Evernote has 20 million users (the company was launched in 2008). The growth has been organic, there has been no advertising. The question is, how do they behave?
After the first month, there is a big drop off. But once you use Evernote after one month, you don’t leave. And then, after two years or about 27 month, people start to come back — because Evernote contains their memories.
In the first month, only one half of one percent pay for Evernote. But the longer people use Evernote, the more people pay. After 3 years of use, about 20% of people are paid subscribers. There are about 750,000 premium users, paying $5 a month or $45 a year. The company became profitable about 6 months ago, then raised about $50 million from Sequoia.
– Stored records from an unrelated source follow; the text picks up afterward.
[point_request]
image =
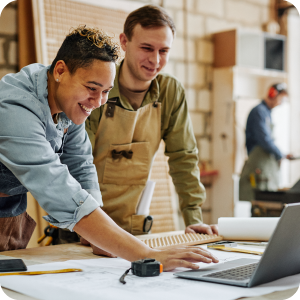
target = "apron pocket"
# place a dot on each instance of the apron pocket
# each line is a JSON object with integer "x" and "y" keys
{"x": 127, "y": 164}
{"x": 137, "y": 224}
{"x": 16, "y": 232}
Two new and separate applications were launched yesterday: Evernote Food and Evernote Hello. On mobile, they want really simple and evident apps, rather than adding more buttons to an existing app.
Evernote Food is a simple way to capture food experiences in Evernote. You take pictures of food and share them through Facebook, Twitter, email, or you just save them privately to your own space. The app automatically captures the restaurant.
Evernote Hello is a way to capture the people you are meeting, so you can have a way to remember them later.
Phil says that “Evernote is built for me.” The apps are meant to work together, so you can capture a picture of dinner, the people you were with, and notes from the conversation.
The goal is to reimagine productivity software, which is operating like it was 30 years ago. It’s time to refresh productivity to the new era of mobile phones, social networks, etc.